What can be guessed at, however, is how much money mortgagors were owed in 2008, and how much they are now looking at as potential losses before recouping anything in foreclosure sales. (I.e. the loss these toxic assets might represent on balance sheets). To do so we can use two rather modest assumptions: $200,000 median debt-per-household based on LegalMatch data, and the (low-end) estimated total number of foreclosures in the US in 2008, which was 2 million according to CNN. Putting these numbers together, we get a staggering $400 billion in total outstanding debt in the U.S. housing market. That’s quite a lot of money, and that is probably an estimate on the low end.

However, haven’t we spent something like $10 trillion in bailout money so far? Or at least promised that much? Even if my estimate is off by a magnitude of 5, we’ve still spent more than that already. What if we had spent a few trillion simply paying off overdue mortgages? A “trickle-up” economy, as opposed to the old “$@*# rolls down-hill” approach. Almost every day we are bombarded with news about bailout this, bailout that, trillion dollars here, hundreds of billions of dollars there.

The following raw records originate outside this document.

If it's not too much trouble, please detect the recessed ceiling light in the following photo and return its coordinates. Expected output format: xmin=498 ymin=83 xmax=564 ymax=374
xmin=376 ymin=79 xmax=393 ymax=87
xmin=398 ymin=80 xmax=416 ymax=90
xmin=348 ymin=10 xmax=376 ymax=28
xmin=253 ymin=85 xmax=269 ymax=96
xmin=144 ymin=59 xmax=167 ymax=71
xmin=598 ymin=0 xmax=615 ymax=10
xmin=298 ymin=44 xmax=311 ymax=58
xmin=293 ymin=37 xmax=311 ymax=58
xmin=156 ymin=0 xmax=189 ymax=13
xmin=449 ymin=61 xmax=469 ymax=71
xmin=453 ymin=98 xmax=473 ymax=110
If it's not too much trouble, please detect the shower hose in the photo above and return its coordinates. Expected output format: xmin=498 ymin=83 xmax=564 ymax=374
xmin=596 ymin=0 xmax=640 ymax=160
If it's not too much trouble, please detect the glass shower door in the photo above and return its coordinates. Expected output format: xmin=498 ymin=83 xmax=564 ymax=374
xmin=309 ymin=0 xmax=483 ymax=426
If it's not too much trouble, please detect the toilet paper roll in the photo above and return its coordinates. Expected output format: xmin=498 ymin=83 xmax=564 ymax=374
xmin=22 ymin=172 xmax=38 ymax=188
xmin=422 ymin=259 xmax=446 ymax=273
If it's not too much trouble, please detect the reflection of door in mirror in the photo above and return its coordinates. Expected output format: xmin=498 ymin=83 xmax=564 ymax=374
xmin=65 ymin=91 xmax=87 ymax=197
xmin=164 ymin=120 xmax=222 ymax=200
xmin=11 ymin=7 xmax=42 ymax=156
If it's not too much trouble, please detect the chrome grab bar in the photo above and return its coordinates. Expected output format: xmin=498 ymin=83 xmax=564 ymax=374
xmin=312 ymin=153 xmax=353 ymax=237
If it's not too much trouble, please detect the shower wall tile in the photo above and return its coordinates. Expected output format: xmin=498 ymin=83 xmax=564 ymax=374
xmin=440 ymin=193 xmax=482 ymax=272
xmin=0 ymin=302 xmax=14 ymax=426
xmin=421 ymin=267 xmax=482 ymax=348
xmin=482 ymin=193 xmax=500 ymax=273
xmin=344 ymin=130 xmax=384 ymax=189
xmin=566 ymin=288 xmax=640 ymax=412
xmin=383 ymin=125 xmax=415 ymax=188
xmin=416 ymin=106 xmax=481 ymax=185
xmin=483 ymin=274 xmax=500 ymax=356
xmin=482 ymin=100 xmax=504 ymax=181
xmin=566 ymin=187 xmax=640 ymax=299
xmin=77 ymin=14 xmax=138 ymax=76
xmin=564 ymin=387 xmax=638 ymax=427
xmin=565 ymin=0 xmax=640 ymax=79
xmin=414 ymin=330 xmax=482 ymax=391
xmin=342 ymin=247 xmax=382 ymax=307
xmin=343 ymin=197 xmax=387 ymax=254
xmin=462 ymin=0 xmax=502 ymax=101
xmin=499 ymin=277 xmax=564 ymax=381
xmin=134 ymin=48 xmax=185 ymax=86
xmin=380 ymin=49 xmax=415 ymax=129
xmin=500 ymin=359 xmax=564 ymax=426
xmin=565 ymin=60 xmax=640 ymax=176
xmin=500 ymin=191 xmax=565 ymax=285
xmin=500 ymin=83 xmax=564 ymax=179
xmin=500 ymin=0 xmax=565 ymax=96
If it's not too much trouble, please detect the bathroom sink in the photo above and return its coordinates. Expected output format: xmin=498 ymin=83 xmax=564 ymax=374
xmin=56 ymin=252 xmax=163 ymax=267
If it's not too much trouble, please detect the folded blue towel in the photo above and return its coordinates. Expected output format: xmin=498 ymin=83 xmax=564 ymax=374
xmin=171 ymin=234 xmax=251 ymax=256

I haven’t seen any of this money, have you? (Well maybe if you work for AIG).

Now before someone says that is just rewarding people for their own shoddy financial planning, what are we doing for the banks and firms such as AIG? Banks and their enabling financial partners created an artificial market where risky mortgages not worth the paper they were printed on were sold off as if they were written in gold-ink. How is it somehow more appropriate to reward them for their misdeeds and not the taxpayers who are footing the bill anyway? These are the institutions that invested your 401K in your neighbor’s upside-down $1 million McMansion mortgage. If your neighbor stays in his home for the same inflated price he mortgaged it for, at least your home price won’t plummet due to a cramdown or foreclosure sale.

I’m not a financial expert, but I like to play one online. Where am I going wrong with my populist approach?